Written by: Lauren Yagoda, Professional Development Intern
When senior psychology major Abigail Schmid applied to be a Self-Help Intern for Tuttleman Counseling Services, she was an underclassman with little experience in the field.
“I was a sophomore at the time, so this was my first experience even thinking about internships,” said Schmid.
After learning of the internship from the Psychology listserv, Schmid applied before Summer 2015 and was accepted for the fall.
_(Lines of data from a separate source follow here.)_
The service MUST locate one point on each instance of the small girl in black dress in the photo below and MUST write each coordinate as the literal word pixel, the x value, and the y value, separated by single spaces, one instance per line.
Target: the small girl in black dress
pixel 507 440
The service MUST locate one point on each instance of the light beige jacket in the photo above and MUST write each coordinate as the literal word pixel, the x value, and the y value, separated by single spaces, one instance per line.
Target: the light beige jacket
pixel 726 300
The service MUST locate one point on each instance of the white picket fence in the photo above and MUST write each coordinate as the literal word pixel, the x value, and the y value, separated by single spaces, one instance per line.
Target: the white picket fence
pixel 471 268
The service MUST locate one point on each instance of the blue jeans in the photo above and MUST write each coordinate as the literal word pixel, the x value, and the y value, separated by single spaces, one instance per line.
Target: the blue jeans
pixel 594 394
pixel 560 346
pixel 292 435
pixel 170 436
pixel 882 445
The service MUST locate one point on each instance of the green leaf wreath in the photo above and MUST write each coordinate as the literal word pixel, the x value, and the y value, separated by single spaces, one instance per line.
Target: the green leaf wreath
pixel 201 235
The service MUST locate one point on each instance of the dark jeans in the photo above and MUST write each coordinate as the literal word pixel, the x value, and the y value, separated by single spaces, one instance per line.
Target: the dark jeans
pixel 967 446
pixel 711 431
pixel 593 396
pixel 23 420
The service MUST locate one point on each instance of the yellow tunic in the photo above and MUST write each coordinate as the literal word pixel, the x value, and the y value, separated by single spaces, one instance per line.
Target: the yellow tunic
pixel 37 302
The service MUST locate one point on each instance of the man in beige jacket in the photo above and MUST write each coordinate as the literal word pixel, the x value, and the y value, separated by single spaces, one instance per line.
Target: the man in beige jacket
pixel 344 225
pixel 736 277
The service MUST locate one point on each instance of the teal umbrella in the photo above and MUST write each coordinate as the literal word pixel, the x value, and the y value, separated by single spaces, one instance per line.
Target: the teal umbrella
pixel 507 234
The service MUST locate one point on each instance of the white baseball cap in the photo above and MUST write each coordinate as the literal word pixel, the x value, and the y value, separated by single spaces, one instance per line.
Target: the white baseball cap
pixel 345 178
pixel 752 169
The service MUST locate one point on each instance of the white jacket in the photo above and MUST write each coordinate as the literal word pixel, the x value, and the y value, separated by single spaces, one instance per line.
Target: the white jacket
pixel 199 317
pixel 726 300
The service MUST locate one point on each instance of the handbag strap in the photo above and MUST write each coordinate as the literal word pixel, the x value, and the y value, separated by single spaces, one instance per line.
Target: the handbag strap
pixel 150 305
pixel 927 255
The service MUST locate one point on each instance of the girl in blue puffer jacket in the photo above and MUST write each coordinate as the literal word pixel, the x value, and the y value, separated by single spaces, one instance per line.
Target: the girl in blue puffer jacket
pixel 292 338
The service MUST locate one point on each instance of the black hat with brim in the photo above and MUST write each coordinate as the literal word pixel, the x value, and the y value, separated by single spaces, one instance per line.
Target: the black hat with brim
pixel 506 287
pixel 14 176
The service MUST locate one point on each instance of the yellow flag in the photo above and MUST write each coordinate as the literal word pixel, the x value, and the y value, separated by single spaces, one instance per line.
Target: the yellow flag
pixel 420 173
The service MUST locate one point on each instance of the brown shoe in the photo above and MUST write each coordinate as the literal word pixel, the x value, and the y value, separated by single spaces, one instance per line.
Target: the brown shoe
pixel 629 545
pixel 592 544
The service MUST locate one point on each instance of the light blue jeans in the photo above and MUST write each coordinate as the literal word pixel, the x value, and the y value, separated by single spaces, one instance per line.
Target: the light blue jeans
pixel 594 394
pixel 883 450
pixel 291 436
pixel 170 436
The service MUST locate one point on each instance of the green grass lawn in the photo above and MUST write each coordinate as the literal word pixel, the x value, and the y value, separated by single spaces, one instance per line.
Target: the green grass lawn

She has continued to work for the center for the past two semesters.
By applying to an internship early on in her collegiate career, Schmid was able to gain experience and insight that influenced her education and career paths.
“As an undergrad, it is very hard to [obtain] an internship in a counseling environment because in order to work with patients, you need grad school training,” said Schmid.
Schmid’s early exposure to the counseling environment allowed her to have a glimpse of what would be in store for her in future positions.
“[I’m] able to meet with current counselors at Tuttleman and talk to them about their career paths,” Schmid said. “This has helped me figure out what I want to do in terms of graduate school.”
As a Self-Help Intern, Schmid provides a calming environment for all students who enter the facility.
“We explain to [the students] the resources that we have, especially if that’s their first time being there,” said Schmid. “[We work in] a conference room, so we set it up, move the tables around, get all of our resources, put on relaxing music, and dim the lights.”
Schmid believes her experience working at Tuttleman is exposing her to the career in a positive way.
“By being exposed to that counseling environment I am working with individuals who suffer from mental pathology, not in the clinical sense, but I am around them,” said Schmid.
The tasks she has completed at her internship have inspired her to pursue a similar discipline.
“By making [a] student feel comfortable at the self-help center, that could transcend into me being a clinician or making them feel comfortable enough to come back and see me as their therapist,” said Schmid.
Upon graduating in Fall 2016, Schmid plans on attending graduate school. Once she is finished, she aspires to be a certified counselor.
“I’m considering a career in clinical social work, but I’m still toying with art therapy,” said Schmid.
Working with college students has pointed her towards the age group she hopes to work with in the future.
“I think there’s something really interesting about young people,” said Schmid. “I think that we’re full of new ideas, a lot of the times and we are a lot more receptive to change.”